According to the National Institutes of Health, every year an estimated 1,825 college students, between the ages of 18 and 24, die from alcohol-related unintentional injuries which include car accidents.
Talk About Real-Life Consequences
While many high school and college-aged young men and women may drink alcohol on occasion (and is often treated as the “norm” or even a rite of passage), it’s important to talk about the consequences of drinking and driving.
Not only can an underage drinker face some legal issues if they are pulled over in their vehicle after drinking at a party, but their actions may affect everything from insurance costs to academic scholarships and even employment opportunities.

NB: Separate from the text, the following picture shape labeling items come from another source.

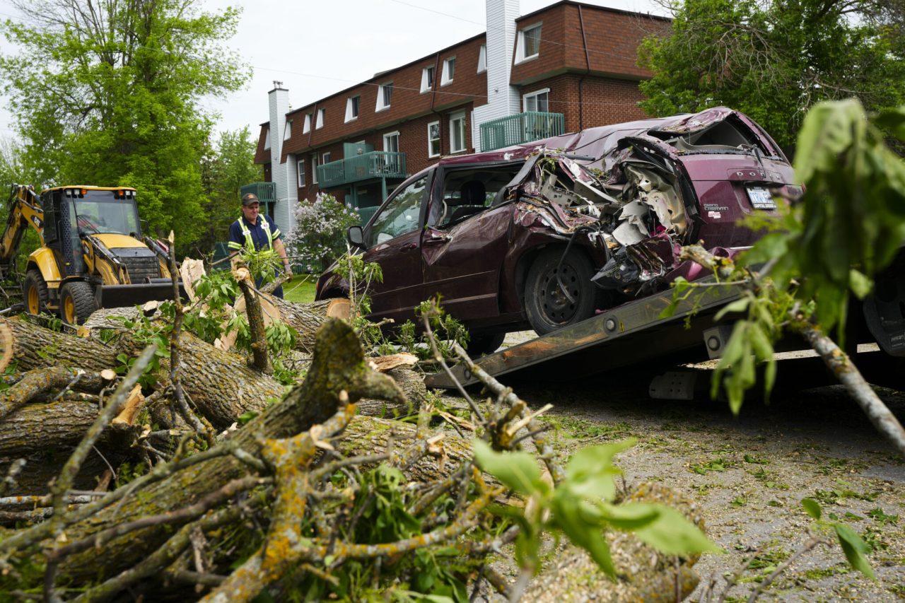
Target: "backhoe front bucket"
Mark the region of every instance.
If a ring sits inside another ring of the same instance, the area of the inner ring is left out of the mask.
[[[187,300],[186,290],[179,282],[179,296]],[[164,301],[173,299],[173,283],[139,282],[128,285],[100,285],[95,289],[94,297],[99,308],[125,308],[143,304],[152,300]]]

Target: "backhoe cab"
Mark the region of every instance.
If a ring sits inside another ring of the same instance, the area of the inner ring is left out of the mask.
[[[0,237],[0,276],[9,278],[26,225],[40,246],[28,256],[25,311],[59,312],[81,324],[98,308],[172,299],[166,250],[142,238],[135,189],[57,187],[36,195],[14,185]]]

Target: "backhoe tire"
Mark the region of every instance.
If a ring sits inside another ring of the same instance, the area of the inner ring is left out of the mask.
[[[25,311],[29,314],[40,314],[47,311],[47,283],[37,268],[25,273],[22,296],[25,302]]]
[[[98,309],[94,290],[83,281],[67,282],[60,288],[60,318],[63,322],[79,325]]]

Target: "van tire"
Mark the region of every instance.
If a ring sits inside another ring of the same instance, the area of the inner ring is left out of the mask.
[[[60,318],[71,325],[80,325],[98,309],[94,290],[84,281],[72,281],[60,288]]]
[[[593,273],[590,260],[575,249],[563,257],[562,247],[548,248],[535,258],[525,280],[525,311],[538,335],[594,316],[597,291]],[[562,292],[560,279],[574,302]]]

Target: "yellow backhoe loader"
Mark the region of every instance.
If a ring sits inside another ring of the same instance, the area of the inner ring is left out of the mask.
[[[0,236],[0,278],[16,279],[14,260],[26,225],[40,246],[22,280],[25,311],[57,311],[81,324],[98,308],[173,297],[167,250],[142,237],[135,189],[56,187],[39,196],[13,185]]]

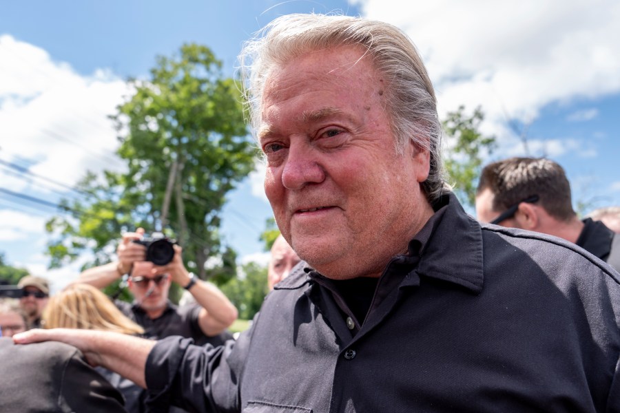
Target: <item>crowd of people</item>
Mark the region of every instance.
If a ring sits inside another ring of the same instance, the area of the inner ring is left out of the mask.
[[[620,412],[617,208],[580,219],[561,167],[513,158],[483,169],[468,215],[444,181],[426,68],[391,25],[282,16],[241,63],[281,231],[251,327],[231,338],[232,303],[180,246],[147,260],[138,229],[58,294],[29,276],[19,306],[0,304],[17,343],[0,339],[3,359],[79,372],[54,381],[55,402],[1,380],[3,405]],[[125,275],[132,304],[99,290]],[[172,282],[194,302],[170,302]]]

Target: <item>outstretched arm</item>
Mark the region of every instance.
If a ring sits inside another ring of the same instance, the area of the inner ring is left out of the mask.
[[[62,341],[78,348],[92,366],[102,366],[146,388],[145,367],[156,341],[94,330],[34,329],[13,336],[17,344]]]

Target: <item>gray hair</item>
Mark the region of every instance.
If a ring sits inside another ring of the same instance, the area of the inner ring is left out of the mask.
[[[375,67],[387,78],[386,94],[396,147],[409,139],[428,151],[431,170],[423,183],[431,202],[447,187],[441,158],[442,128],[431,79],[411,39],[396,27],[349,16],[288,14],[276,19],[244,45],[239,56],[249,121],[256,133],[260,126],[262,93],[271,71],[309,52],[330,47],[361,46]]]

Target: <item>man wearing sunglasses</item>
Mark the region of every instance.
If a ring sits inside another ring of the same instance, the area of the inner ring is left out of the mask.
[[[511,158],[486,166],[476,214],[482,222],[564,238],[620,271],[620,236],[601,222],[579,220],[564,169],[551,160]]]
[[[116,300],[116,306],[144,328],[147,337],[160,339],[172,335],[193,338],[198,345],[218,346],[231,335],[226,329],[237,318],[237,309],[215,286],[204,282],[185,268],[182,248],[174,245],[174,256],[166,265],[146,261],[146,247],[132,242],[144,230],[127,233],[116,250],[118,260],[86,270],[78,282],[103,288],[129,275],[127,288],[134,302]],[[168,299],[172,282],[187,290],[196,304],[176,306]]]
[[[50,296],[48,280],[42,277],[26,275],[19,280],[17,286],[21,288],[19,306],[28,315],[29,327],[41,328],[41,315]]]

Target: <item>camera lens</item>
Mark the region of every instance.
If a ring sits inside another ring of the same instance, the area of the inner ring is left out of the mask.
[[[147,248],[147,261],[155,265],[165,265],[174,257],[174,248],[167,240],[153,241]]]

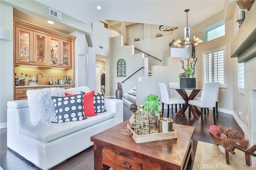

It’s crucial to iterate that drinking and driving can have long-term effects on someone’s life, even if there was no injury, accident, or death.
Have an Open and Honest Discussion
Finding time to sit down and discuss anything with your teen or college-aged child can be difficult, and when you do get the chance, you might want to take the lead and say everything you need to say before they’re off to class or another activity.
Important discussions should never be rushed. Create an opportunity to have an open and honest discussion, which means that you let your child express their own concerns and expectations about drinking and driving or drinking in general.
As you talk about drinking and driving, create a plan with your child about what they should do rather than get behind the wheel after they have been drinking or if they are with someone who has.
Talk about designating a sober driver, encourage them to use resources on campus, or talk with other parents about being a person that your teen can call after a party. You should also discuss the importance of rideshare to avoid drunk driving and mass transportation options (as long as they are safe).